SQL - Stored Procedures Tutorial

Stored procedures are precompiled SQL statements stored in the database that execute as a single unit. Unlike ad-hoc queries sent from applications, stored procedures reside on the database server...

Key Insights

  • Stored procedures encapsulate SQL logic on the database server, reducing network traffic and enabling code reuse across applications while maintaining centralized business rules
  • Parameters (IN, OUT, INOUT) and control flow structures (IF/ELSE, WHILE, CASE) transform stored procedures into powerful programming constructs that handle complex business logic
  • Transaction management within stored procedures ensures data integrity through atomic operations with proper error handling and rollback capabilities

What Are Stored Procedures

Stored procedures are precompiled SQL statements stored in the database that execute as a single unit. Unlike ad-hoc queries sent from applications, stored procedures reside on the database server and are called by name with parameters.

-- Basic stored procedure syntax (MySQL)
DELIMITER //
CREATE PROCEDURE GetEmployeeCount()
BEGIN
    SELECT COUNT(*) AS total_employees FROM employees;
END //
DELIMITER ;

-- Execute the procedure
CALL GetEmployeeCount();

The key advantage: compile once, execute many times. The database optimizes the execution plan and caches it, improving performance for repeated operations.

Working with Parameters

Parameters enable dynamic behavior.
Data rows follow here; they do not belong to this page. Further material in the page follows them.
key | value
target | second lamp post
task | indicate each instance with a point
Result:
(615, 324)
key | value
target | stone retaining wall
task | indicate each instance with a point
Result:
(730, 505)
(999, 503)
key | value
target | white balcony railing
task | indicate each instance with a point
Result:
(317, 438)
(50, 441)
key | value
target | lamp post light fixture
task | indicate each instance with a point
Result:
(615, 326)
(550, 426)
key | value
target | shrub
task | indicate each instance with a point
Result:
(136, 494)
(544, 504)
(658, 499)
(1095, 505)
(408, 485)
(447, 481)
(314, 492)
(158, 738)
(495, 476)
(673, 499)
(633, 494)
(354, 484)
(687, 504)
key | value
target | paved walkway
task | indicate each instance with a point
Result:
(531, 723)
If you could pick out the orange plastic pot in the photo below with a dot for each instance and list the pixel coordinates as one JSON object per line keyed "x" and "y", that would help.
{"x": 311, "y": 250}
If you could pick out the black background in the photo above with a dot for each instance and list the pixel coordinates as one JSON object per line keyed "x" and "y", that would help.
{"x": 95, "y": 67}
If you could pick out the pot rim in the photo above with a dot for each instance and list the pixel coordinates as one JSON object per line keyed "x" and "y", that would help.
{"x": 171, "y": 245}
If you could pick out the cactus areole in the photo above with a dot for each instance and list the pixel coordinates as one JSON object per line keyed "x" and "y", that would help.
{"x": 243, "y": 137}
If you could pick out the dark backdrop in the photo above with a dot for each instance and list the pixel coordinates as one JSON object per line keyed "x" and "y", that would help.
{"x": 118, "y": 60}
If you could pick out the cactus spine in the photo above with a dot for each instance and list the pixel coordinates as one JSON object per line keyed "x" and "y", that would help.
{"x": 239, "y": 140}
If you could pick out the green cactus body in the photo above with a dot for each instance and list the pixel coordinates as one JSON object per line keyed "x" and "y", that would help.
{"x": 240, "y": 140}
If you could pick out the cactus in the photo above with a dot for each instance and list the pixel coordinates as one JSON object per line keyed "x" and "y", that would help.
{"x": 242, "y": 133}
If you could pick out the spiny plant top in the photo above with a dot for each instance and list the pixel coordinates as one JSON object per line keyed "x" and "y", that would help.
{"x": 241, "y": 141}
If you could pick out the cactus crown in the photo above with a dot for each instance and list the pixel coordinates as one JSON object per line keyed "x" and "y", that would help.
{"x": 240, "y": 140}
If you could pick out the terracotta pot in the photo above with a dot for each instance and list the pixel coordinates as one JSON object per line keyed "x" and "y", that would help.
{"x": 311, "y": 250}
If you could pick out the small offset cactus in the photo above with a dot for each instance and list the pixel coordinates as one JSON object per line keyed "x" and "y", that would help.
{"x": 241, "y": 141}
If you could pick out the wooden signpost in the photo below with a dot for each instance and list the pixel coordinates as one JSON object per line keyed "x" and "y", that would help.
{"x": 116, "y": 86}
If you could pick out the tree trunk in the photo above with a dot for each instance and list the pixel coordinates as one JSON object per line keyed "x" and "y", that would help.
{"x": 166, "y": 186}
Most databases support three parameter types: IN (input), OUT (output), and INOUT (both).

-- IN parameter example
DELIMITER //
CREATE PROCEDURE GetEmployeesByDepartment(IN dept_id INT)
BEGIN
    SELECT employee_id, first_name, last_name, salary
    FROM employees
    WHERE department_id = dept_id
    ORDER BY last_name;
END //
DELIMITER ;

CALL GetEmployeesByDepartment(5);

-- OUT parameter example
DELIMITER //
CREATE PROCEDURE GetDepartmentStats(
    IN dept_id INT,
    OUT emp_count INT,
    OUT avg_salary DECIMAL(10,2)
)
BEGIN
    SELECT COUNT(*), AVG(salary)
    INTO emp_count, avg_salary
    FROM employees
    WHERE department_id = dept_id;
END //
DELIMITER ;

-- Call with output variables
CALL GetDepartmentStats(5, @count, @avg_sal);
SELECT @count, @avg_sal;

-- INOUT parameter example
DELIMITER //
CREATE PROCEDURE ApplyBonus(INOUT salary DECIMAL(10,2), IN bonus_pct DECIMAL(5,2))
BEGIN
    SET salary = salary * (1 + bonus_pct / 100);
END //
DELIMITER ;

SET @emp_salary = 50000;
CALL ApplyBonus(@emp_salary, 10);
SELECT @emp_salary; -- Returns 55000

Control Flow and Logic

Stored procedures support conditional logic and loops, enabling complex business rules.

-- IF/ELSE statements
DELIMITER //
CREATE PROCEDURE CalculateBonus(
    IN emp_id INT,
    OUT bonus_amount DECIMAL(10,2)
)
BEGIN
    DECLARE emp_salary DECIMAL(10,2);
    DECLARE years_service INT;
    
    SELECT salary, YEAR(CURDATE()) - YEAR(hire_date)
    INTO emp_salary, years_service
    FROM employees
    WHERE employee_id = emp_id;
    
    IF years_service >= 10 THEN
        SET bonus_amount = emp_salary * 0.15;
    ELSEIF years_service >= 5 THEN
        SET bonus_amount = emp_salary * 0.10;
    ELSE
        SET bonus_amount = emp_salary * 0.05;
    END IF;
END //
DELIMITER ;

-- CASE statements for multiple conditions
DELIMITER //
CREATE PROCEDURE ClassifyEmployee(IN emp_id INT, OUT classification VARCHAR(20))
BEGIN
    DECLARE emp_salary DECIMAL(10,2);
    
    SELECT salary INTO emp_salary
    FROM employees
    WHERE employee_id = emp_id;
    
    SET classification = CASE
        WHEN emp_salary >= 100000 THEN 'Senior'
        WHEN emp_salary >= 70000 THEN 'Mid-Level'
        WHEN emp_salary >= 40000 THEN 'Junior'
        ELSE 'Entry-Level'
    END;
END //
DELIMITER ;

-- WHILE loops for iterative processing
DELIMITER //
CREATE PROCEDURE GenerateSequence(IN max_num INT)
BEGIN
    DECLARE counter INT DEFAULT 1;
    
    CREATE TEMPORARY TABLE IF NOT EXISTS temp_sequence (num INT);
    DELETE FROM temp_sequence;
    
    WHILE counter <= max_num DO
        INSERT INTO temp_sequence VALUES (counter);
        SET counter = counter + 1;
    END WHILE;
    
    SELECT * FROM temp_sequence;
END //
DELIMITER ;

Error Handling and Transactions

Production stored procedures require robust error handling to maintain data integrity.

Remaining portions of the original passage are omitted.